Finding out next bridge was a piece of cake, and the parking was easy as well. The Weddle Covered Bridge in Sweet Home is right downtown in the city park. The bridge spanned Thomas Creek for more than 50 years, but was bypassed and neglected.
“The deteriorated bridge eventually became a safety issue, and the span was scheduled to be demolished. This action sparked protests by local covered bridge enthusiasts. As the story goes, one person chained himself to a bulldozer to prevent the bridge’s demise.
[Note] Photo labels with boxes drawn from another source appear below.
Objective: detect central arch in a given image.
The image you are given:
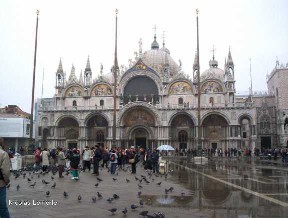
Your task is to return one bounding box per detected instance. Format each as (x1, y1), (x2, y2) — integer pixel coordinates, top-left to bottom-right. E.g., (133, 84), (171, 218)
(202, 114), (229, 151)
(121, 107), (157, 149)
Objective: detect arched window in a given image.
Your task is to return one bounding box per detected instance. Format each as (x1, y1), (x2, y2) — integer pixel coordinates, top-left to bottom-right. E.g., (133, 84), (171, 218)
(100, 99), (104, 106)
(96, 130), (104, 142)
(260, 116), (270, 130)
(209, 97), (214, 106)
(178, 130), (188, 143)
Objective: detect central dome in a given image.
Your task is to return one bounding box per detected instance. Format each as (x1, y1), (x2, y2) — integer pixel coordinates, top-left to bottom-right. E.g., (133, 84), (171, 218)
(200, 67), (225, 81)
(142, 37), (180, 78)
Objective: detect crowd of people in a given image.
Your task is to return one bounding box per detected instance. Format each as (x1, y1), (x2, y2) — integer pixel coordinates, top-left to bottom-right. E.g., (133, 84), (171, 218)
(33, 144), (163, 180)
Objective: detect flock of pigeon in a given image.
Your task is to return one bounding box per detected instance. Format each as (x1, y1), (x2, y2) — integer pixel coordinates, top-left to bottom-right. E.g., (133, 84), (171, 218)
(7, 165), (183, 218)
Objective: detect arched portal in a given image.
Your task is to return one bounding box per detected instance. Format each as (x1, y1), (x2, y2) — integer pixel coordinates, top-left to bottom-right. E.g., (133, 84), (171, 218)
(86, 114), (108, 147)
(121, 107), (156, 148)
(56, 117), (79, 148)
(170, 113), (195, 152)
(123, 76), (159, 104)
(202, 114), (228, 151)
(129, 126), (149, 149)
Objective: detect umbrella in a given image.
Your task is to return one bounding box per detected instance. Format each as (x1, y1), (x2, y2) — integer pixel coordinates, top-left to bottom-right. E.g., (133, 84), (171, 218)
(157, 145), (175, 151)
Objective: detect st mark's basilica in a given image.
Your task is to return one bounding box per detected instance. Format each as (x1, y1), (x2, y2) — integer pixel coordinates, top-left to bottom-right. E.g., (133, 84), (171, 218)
(36, 32), (288, 150)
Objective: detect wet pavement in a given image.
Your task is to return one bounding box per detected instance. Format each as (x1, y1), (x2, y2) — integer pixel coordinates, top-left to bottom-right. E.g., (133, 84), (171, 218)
(7, 158), (288, 218)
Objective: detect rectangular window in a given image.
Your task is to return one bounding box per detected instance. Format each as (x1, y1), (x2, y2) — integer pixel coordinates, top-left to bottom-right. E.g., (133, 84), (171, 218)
(26, 124), (30, 135)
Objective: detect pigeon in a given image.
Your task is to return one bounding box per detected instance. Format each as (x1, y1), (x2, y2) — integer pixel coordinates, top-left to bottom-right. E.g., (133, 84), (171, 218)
(78, 195), (82, 202)
(63, 191), (68, 198)
(139, 200), (144, 207)
(181, 191), (185, 197)
(107, 198), (114, 203)
(51, 182), (56, 188)
(97, 192), (102, 198)
(131, 204), (138, 210)
(30, 182), (36, 188)
(138, 191), (142, 197)
(165, 188), (169, 195)
(139, 210), (148, 217)
(42, 179), (50, 185)
(108, 208), (117, 215)
(122, 207), (128, 216)
(113, 194), (120, 199)
(92, 196), (96, 203)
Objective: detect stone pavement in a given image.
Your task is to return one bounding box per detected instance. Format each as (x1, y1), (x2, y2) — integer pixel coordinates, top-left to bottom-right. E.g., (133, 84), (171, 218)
(7, 163), (212, 218)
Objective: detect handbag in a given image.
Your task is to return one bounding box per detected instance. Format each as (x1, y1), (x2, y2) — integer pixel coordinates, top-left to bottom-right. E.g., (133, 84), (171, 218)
(129, 159), (135, 163)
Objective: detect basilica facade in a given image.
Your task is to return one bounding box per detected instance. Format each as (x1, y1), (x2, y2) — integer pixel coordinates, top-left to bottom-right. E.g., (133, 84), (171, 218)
(36, 35), (288, 150)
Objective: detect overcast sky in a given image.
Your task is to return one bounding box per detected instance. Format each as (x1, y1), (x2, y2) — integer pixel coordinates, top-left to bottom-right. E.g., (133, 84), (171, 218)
(0, 0), (288, 113)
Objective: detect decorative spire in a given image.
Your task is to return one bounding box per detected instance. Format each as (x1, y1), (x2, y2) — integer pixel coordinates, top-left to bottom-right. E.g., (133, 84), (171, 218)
(85, 55), (91, 72)
(193, 51), (199, 71)
(138, 38), (142, 58)
(69, 64), (77, 82)
(100, 63), (103, 77)
(151, 25), (159, 49)
(209, 45), (218, 68)
(227, 46), (234, 68)
(57, 58), (63, 73)
(79, 69), (83, 85)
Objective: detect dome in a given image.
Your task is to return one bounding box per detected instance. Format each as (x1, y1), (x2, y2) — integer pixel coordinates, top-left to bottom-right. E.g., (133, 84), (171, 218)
(200, 67), (225, 81)
(160, 44), (170, 55)
(142, 47), (180, 77)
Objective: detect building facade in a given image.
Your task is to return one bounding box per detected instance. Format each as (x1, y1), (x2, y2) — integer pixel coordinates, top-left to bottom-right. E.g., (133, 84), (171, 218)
(37, 35), (288, 150)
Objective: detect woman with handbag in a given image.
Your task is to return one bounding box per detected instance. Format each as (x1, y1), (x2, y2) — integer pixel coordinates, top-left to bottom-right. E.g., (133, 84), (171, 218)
(128, 147), (136, 174)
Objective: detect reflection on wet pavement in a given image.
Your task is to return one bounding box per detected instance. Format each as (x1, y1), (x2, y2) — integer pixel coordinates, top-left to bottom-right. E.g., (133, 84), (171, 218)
(165, 160), (288, 217)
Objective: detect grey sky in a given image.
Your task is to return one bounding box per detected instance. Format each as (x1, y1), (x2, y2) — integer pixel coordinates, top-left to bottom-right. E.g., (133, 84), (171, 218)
(0, 0), (288, 112)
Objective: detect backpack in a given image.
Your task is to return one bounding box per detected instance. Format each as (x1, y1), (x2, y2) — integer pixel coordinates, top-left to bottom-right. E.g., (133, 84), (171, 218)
(110, 153), (115, 161)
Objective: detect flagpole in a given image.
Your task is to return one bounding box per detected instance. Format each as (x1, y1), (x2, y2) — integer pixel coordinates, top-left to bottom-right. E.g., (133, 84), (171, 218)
(29, 10), (39, 144)
(196, 9), (202, 155)
(112, 9), (118, 146)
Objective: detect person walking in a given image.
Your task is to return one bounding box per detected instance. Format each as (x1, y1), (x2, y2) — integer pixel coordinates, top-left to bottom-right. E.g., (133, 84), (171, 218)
(57, 147), (66, 178)
(69, 148), (80, 180)
(0, 144), (10, 218)
(110, 148), (118, 175)
(150, 149), (159, 174)
(93, 145), (102, 176)
(34, 147), (41, 171)
(82, 146), (92, 172)
(40, 148), (49, 172)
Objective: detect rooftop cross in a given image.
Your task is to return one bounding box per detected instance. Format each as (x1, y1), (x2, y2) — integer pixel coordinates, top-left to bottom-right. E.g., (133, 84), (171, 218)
(153, 25), (157, 36)
(162, 31), (165, 46)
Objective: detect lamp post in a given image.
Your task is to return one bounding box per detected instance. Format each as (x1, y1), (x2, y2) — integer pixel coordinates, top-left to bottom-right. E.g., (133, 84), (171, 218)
(196, 9), (202, 156)
(29, 10), (39, 150)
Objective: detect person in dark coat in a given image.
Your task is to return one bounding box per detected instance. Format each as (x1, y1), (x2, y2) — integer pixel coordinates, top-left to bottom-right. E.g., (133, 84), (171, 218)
(93, 145), (102, 176)
(69, 148), (80, 180)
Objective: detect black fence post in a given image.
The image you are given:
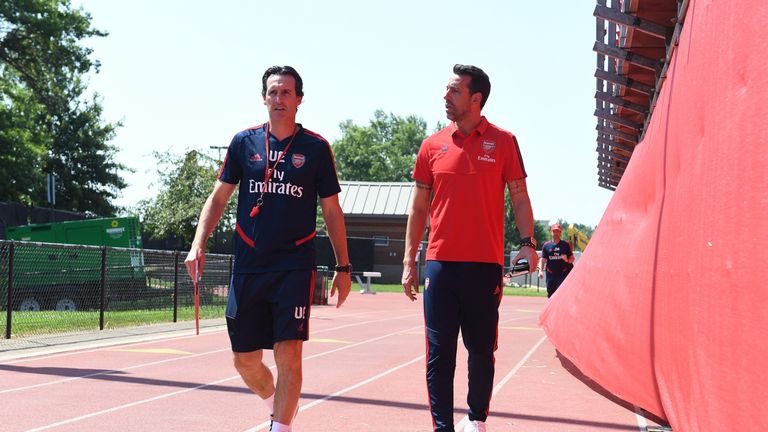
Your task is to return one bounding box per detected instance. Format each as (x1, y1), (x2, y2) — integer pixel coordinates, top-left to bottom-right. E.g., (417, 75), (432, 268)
(99, 246), (107, 330)
(173, 251), (179, 322)
(227, 255), (234, 286)
(5, 240), (16, 339)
The covered bridge enthusiasts engaged Senator Mae Yih, a local legislator who became a leader in saving Oregon’s covered bridges. Through her efforts, the Oregon legislature created the Oregon Covered Bridge Program which helped fund covered bridge maintenance and rehabilitation projects throughout the state. The Weddle Bridge became the first covered bridge project to receive grants under that program.”
The air was warm and the sunshine gorgeous and we lingered awhile, just appreciating the lovely site. We checked out the small Dahlenburg Covered Bridge in the park as well, built by the Sweet Home High School Building Trades class of 1989, as a class/community project. The completed 20 foot bridge allowed access from the school to Sankey Park, crossing Ames Creek.
Our original plans for the day were a bit ambitious, and with the afternoon waning Mo and I decided that we would simply go to Cascadia and then perhaps drive back to an RV park that we located in Lebanon, not too many miles back west.
On the way to Cascadia, we passed the Foster Reservoir and Green Peter Reservoir on the Santiam River. Linn County has some very nice parks with lovely campgrounds. We explored the main campground and decided that it would be a nice place to stay sometime with good access to wonderful little inlets for the kayaks. However, on this beautiful Sunday afternoon we were both just too bushed to pop those kayaks into the water and instead drove on east toward Cascadia for the last bridge of the day.
The Short Covered Bridge was worth the drive, and with its open sidewalls and the beautiful Santiam River, I added it to my list of favorites. We were a bit tired of worrying about turning around so unhooked the Tracker in Sweet Home and left the MoHo there in a parking lot. Interestingly, there were few lots where we could park easily, even at the grocery store, and the few empty lots had some very large No PARKING signs with threats of vehicles being towed away if not authorized. Finally we found a wide place in the road near the Safeway parking lot where we felt safe leaving the rig for a short time at least.
Once at the bridge, we enjoyed the open sides, the river, the beautiful roof timbers and the Howe Trusses before walking to the other side. Immediately we were greeted by a chorus of howls and barks and discovered that just across the street was a wolf breeder. Signs warned of the wolves in addition to advertizing the sale of wolf pups, but the howling made me wonder what it must be like to live next door to that guy!
On the way back to pick up the MoHo, we scrapped our plan to drive to Lebanon in favor of the lovely and very nearly empty River Bend Campground, along the Santiam River between Sweet Home and Cascadia, another Linn County Park. The price for seniors was $19. with electric and water and a dump station, the pads were the most level asphalt I think we have seen and the patio was clean, no mud anywhere cement. After parking in the mall parking lot, the quiet sound of the river below us and the wind in the trees was perfect.